Le ministre français de l'Education, Luc Chatel, lors d'une conférence presse à Paris, le 31 août 2009.
(Photo : AFP)
« Je ne serais pas le ministre du statu quo » a déclaré d'emblée, Luc Chatel. Pourtant, c'est un ministre de l'Education nationale tout en rondeur qui a fait sa rentrée ce matin. Un ministre qui a dit « avoir fait ses devoirs de vacances » pour maîtriser des dossiers que l'ancien secrétaire d'Etat à la Consommation, et porte-parole du gouvernement, ne connaît pas bien encore.
Luc Chatel assume l'héritage de Xavier Darcos et compte poursuivre les réformes. Il est toutefois conscient que la réforme du lycée, insuffisamment débattue, passe mal. Aussi, la priorité pour lui est de calmer le jeu, de rétablir un climat serein dans ses relations avec les syndicats et les enseignants.
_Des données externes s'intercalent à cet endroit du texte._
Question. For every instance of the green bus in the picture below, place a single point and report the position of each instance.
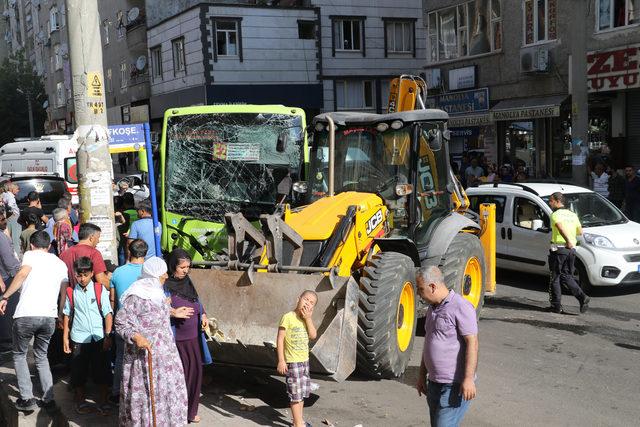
(219, 159)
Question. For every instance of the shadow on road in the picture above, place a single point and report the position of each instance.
(252, 395)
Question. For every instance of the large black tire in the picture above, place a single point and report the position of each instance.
(381, 315)
(463, 249)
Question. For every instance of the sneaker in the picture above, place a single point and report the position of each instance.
(26, 405)
(584, 304)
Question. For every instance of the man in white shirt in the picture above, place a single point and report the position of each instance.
(600, 180)
(42, 277)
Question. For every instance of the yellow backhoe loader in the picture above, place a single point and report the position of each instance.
(381, 202)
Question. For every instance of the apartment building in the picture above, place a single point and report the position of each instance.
(125, 60)
(502, 70)
(208, 53)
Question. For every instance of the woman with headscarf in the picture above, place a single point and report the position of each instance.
(143, 323)
(188, 332)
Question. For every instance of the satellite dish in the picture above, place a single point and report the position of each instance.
(141, 62)
(133, 14)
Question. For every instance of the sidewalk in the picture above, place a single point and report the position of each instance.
(222, 402)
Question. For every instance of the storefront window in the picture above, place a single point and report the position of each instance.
(520, 149)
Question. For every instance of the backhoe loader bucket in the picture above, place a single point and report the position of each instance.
(248, 312)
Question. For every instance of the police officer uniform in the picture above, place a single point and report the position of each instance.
(561, 260)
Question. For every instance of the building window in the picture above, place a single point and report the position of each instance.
(399, 36)
(121, 26)
(616, 13)
(347, 34)
(109, 82)
(156, 62)
(539, 21)
(354, 94)
(123, 75)
(105, 31)
(60, 95)
(227, 37)
(465, 30)
(57, 57)
(178, 55)
(53, 19)
(306, 30)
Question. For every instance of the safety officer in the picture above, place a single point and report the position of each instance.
(565, 227)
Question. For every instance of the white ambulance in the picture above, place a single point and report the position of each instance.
(47, 155)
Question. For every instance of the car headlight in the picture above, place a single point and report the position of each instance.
(597, 240)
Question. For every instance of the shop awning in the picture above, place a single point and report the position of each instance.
(528, 108)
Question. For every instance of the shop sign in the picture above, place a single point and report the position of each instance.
(614, 69)
(469, 121)
(458, 103)
(462, 78)
(471, 132)
(526, 113)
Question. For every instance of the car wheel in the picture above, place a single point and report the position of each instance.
(581, 276)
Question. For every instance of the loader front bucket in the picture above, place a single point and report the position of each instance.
(247, 315)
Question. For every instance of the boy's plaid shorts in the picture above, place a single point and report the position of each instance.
(298, 381)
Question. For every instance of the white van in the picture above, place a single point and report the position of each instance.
(608, 253)
(47, 155)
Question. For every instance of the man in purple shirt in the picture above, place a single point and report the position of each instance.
(450, 354)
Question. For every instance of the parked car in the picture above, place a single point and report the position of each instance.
(608, 253)
(50, 188)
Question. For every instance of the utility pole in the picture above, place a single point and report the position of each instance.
(27, 94)
(579, 96)
(95, 169)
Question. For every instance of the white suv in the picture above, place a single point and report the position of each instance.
(608, 253)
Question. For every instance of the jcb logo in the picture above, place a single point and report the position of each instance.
(374, 221)
(428, 185)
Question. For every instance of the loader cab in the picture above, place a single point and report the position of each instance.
(400, 157)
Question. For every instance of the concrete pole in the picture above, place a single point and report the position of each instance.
(95, 169)
(32, 132)
(579, 95)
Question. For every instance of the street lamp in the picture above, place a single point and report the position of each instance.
(27, 94)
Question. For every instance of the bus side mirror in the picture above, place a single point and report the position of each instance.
(281, 144)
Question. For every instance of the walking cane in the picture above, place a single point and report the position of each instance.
(153, 399)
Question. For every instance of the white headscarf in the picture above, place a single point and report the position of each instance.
(148, 286)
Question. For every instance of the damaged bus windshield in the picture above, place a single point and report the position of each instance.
(230, 162)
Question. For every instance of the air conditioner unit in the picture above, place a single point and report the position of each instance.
(535, 59)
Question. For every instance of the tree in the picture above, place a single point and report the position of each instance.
(18, 81)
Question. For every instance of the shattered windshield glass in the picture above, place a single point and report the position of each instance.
(237, 162)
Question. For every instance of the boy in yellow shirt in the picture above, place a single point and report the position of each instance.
(295, 330)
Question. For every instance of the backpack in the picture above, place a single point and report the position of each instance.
(97, 287)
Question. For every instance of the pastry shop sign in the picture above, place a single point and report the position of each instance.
(614, 69)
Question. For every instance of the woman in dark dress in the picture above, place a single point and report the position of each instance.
(188, 331)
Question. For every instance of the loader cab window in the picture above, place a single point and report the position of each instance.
(366, 160)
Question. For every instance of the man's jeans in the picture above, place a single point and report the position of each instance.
(446, 405)
(117, 370)
(40, 329)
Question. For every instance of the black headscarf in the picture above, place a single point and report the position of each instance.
(181, 287)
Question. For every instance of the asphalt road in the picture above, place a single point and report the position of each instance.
(535, 369)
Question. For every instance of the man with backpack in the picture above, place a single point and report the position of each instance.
(87, 326)
(41, 279)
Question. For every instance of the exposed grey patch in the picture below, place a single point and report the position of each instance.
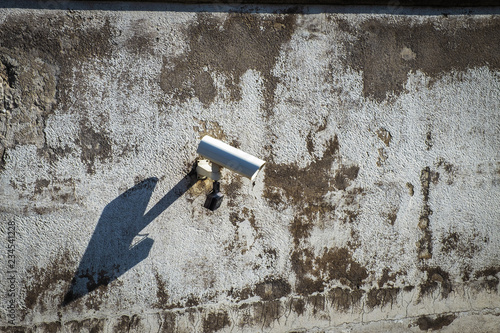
(385, 50)
(241, 42)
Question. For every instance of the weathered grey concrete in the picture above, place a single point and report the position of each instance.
(378, 209)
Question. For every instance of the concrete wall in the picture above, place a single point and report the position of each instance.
(377, 211)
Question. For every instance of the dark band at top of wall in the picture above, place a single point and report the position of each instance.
(392, 3)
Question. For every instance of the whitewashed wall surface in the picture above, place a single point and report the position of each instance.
(378, 209)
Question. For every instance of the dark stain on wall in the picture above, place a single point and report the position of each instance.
(90, 325)
(381, 297)
(344, 176)
(424, 244)
(462, 244)
(272, 289)
(344, 299)
(126, 324)
(43, 280)
(426, 323)
(436, 278)
(215, 321)
(384, 135)
(314, 273)
(489, 277)
(385, 51)
(241, 42)
(161, 292)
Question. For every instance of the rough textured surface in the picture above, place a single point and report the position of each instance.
(377, 210)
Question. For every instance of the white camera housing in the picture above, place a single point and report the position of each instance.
(224, 155)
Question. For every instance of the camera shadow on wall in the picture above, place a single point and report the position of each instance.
(117, 245)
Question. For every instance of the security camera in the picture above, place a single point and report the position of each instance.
(221, 155)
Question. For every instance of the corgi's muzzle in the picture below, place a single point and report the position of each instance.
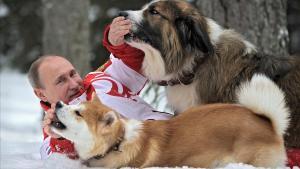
(56, 122)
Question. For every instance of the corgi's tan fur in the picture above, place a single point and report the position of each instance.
(206, 136)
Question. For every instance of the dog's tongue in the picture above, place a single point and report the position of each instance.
(56, 123)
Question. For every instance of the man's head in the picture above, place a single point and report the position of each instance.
(54, 78)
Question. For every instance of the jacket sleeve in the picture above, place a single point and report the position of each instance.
(131, 56)
(57, 145)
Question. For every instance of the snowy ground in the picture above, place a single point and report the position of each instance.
(20, 132)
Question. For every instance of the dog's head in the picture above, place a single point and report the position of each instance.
(92, 126)
(173, 30)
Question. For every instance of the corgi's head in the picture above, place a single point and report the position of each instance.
(93, 127)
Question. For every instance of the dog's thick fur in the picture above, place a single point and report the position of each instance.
(211, 136)
(178, 40)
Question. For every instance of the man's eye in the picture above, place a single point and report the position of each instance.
(153, 12)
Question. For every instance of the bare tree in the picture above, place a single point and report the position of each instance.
(66, 31)
(262, 22)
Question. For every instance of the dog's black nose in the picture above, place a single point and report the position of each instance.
(123, 13)
(58, 105)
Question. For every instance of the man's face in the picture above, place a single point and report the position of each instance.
(59, 80)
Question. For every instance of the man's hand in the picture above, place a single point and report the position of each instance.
(118, 28)
(49, 115)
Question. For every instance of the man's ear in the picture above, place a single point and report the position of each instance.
(95, 98)
(40, 94)
(193, 35)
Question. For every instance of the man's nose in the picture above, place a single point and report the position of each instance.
(123, 13)
(73, 83)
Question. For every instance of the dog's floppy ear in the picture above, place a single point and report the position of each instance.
(193, 34)
(95, 98)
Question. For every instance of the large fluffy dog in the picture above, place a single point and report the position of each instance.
(210, 136)
(200, 62)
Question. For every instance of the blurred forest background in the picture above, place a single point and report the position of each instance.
(73, 28)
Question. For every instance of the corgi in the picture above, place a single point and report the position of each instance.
(207, 136)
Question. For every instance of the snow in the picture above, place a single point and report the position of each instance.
(20, 132)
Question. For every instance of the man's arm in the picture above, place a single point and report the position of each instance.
(114, 42)
(126, 61)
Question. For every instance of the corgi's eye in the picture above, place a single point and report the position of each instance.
(153, 12)
(78, 113)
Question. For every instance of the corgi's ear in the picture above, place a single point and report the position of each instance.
(95, 98)
(109, 118)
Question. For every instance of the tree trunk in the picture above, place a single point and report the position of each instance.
(66, 31)
(262, 22)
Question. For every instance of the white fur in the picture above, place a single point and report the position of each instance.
(215, 30)
(77, 130)
(136, 17)
(132, 129)
(264, 97)
(182, 97)
(153, 65)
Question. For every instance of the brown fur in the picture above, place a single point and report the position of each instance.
(207, 136)
(186, 36)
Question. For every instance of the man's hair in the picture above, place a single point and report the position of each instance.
(33, 72)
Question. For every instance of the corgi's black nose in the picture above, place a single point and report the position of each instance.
(58, 105)
(123, 13)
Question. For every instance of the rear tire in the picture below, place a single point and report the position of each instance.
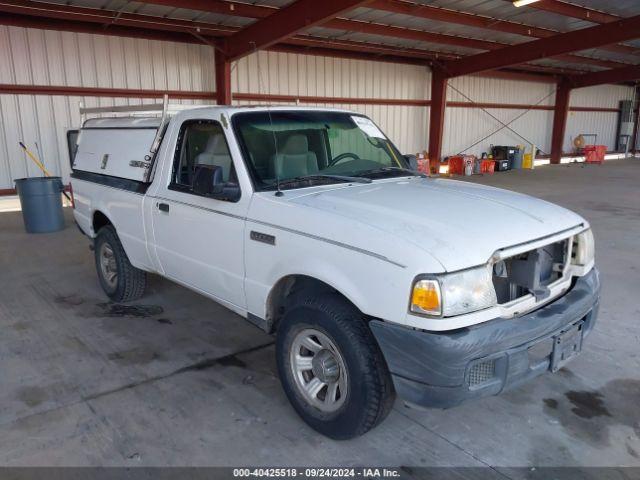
(120, 280)
(324, 341)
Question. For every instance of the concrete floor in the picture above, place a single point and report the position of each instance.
(182, 381)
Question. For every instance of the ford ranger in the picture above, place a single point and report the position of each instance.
(375, 279)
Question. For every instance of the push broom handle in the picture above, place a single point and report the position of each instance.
(35, 160)
(40, 166)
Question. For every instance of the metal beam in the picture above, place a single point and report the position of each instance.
(617, 75)
(223, 78)
(576, 40)
(285, 23)
(574, 11)
(472, 20)
(563, 95)
(33, 14)
(436, 116)
(261, 12)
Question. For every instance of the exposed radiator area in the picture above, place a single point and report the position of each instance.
(531, 272)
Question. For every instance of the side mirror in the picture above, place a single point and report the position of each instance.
(208, 182)
(413, 161)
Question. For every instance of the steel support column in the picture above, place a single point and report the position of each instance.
(436, 116)
(223, 78)
(636, 116)
(560, 113)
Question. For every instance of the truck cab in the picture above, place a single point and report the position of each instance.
(312, 225)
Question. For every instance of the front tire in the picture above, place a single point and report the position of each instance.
(120, 280)
(331, 367)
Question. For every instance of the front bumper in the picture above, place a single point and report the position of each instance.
(440, 369)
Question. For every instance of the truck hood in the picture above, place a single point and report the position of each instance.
(461, 224)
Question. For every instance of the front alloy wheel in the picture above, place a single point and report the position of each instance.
(318, 369)
(331, 367)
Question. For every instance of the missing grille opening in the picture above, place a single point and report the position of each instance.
(530, 272)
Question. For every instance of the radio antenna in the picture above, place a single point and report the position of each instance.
(279, 192)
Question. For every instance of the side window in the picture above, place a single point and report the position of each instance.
(200, 142)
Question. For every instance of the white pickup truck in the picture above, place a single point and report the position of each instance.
(309, 223)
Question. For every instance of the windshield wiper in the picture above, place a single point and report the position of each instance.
(317, 176)
(384, 170)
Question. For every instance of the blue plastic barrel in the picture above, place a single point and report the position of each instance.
(41, 204)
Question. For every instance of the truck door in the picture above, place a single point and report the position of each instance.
(199, 240)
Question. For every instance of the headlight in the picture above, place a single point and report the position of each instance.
(454, 293)
(583, 248)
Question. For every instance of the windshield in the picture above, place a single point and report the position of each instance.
(302, 148)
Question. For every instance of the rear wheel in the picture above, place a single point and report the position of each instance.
(331, 367)
(120, 280)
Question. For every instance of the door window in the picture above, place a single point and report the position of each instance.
(200, 142)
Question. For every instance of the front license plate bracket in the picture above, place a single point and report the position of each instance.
(566, 345)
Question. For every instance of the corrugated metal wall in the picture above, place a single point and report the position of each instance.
(38, 57)
(473, 130)
(603, 124)
(304, 75)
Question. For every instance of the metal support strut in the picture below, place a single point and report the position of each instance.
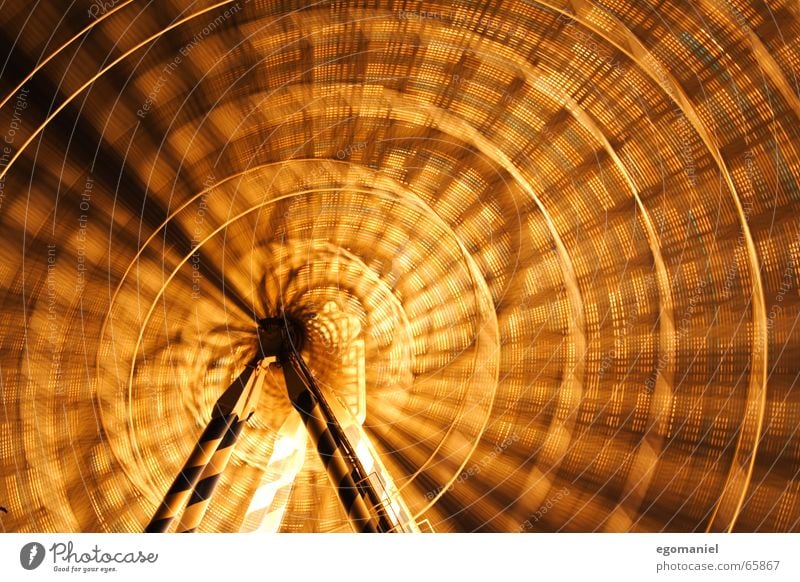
(280, 342)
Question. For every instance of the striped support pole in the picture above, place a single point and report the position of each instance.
(204, 489)
(181, 488)
(196, 481)
(342, 467)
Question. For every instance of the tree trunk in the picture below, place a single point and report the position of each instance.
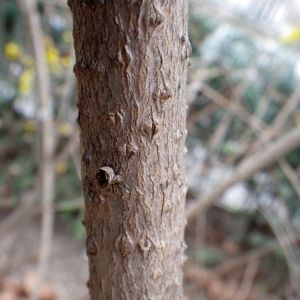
(131, 63)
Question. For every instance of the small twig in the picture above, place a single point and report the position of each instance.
(247, 168)
(48, 140)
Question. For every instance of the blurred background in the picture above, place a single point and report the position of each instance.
(243, 161)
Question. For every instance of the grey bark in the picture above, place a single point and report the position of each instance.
(131, 63)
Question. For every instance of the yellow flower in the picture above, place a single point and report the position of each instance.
(26, 81)
(65, 129)
(30, 126)
(28, 61)
(52, 55)
(12, 51)
(61, 168)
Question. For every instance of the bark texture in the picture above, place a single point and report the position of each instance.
(131, 63)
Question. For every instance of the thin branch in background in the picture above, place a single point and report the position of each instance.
(291, 175)
(283, 236)
(247, 168)
(47, 171)
(257, 253)
(247, 283)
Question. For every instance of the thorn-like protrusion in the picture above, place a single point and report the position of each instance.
(153, 16)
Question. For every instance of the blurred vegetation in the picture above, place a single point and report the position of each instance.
(256, 76)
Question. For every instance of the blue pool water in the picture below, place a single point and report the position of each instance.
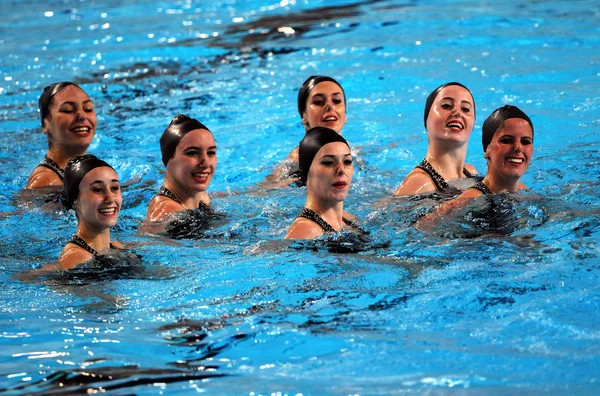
(452, 312)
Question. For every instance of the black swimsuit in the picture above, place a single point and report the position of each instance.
(441, 184)
(77, 240)
(312, 215)
(165, 192)
(483, 188)
(53, 166)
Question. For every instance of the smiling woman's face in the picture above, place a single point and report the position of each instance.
(99, 201)
(71, 119)
(509, 153)
(325, 106)
(452, 114)
(331, 172)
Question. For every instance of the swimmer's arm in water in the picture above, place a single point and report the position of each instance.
(303, 228)
(160, 208)
(73, 255)
(43, 177)
(277, 176)
(417, 182)
(446, 209)
(471, 169)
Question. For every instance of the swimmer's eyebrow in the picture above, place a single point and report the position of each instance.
(322, 94)
(200, 148)
(102, 182)
(74, 103)
(452, 99)
(334, 156)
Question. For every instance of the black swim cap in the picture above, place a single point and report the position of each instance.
(497, 118)
(180, 125)
(434, 95)
(48, 94)
(76, 169)
(314, 139)
(308, 86)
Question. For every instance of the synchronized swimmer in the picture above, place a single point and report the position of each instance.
(323, 162)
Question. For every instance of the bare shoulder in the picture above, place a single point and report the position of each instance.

Luc Chatel a enfin dressé la liste des grands chantiers à venir portant essentiellement sur la formation des enseignants et surtout sur l'orientation des jeunes, selon lui : « un élève de 14 ans doit pouvoir changer d'avis ». En résumé, le nouveau ministre s'est dit confiant malgré l'ampleur de la tâche d'autant que la menace de la grippe A vient planer sur cette rentrée scolaire.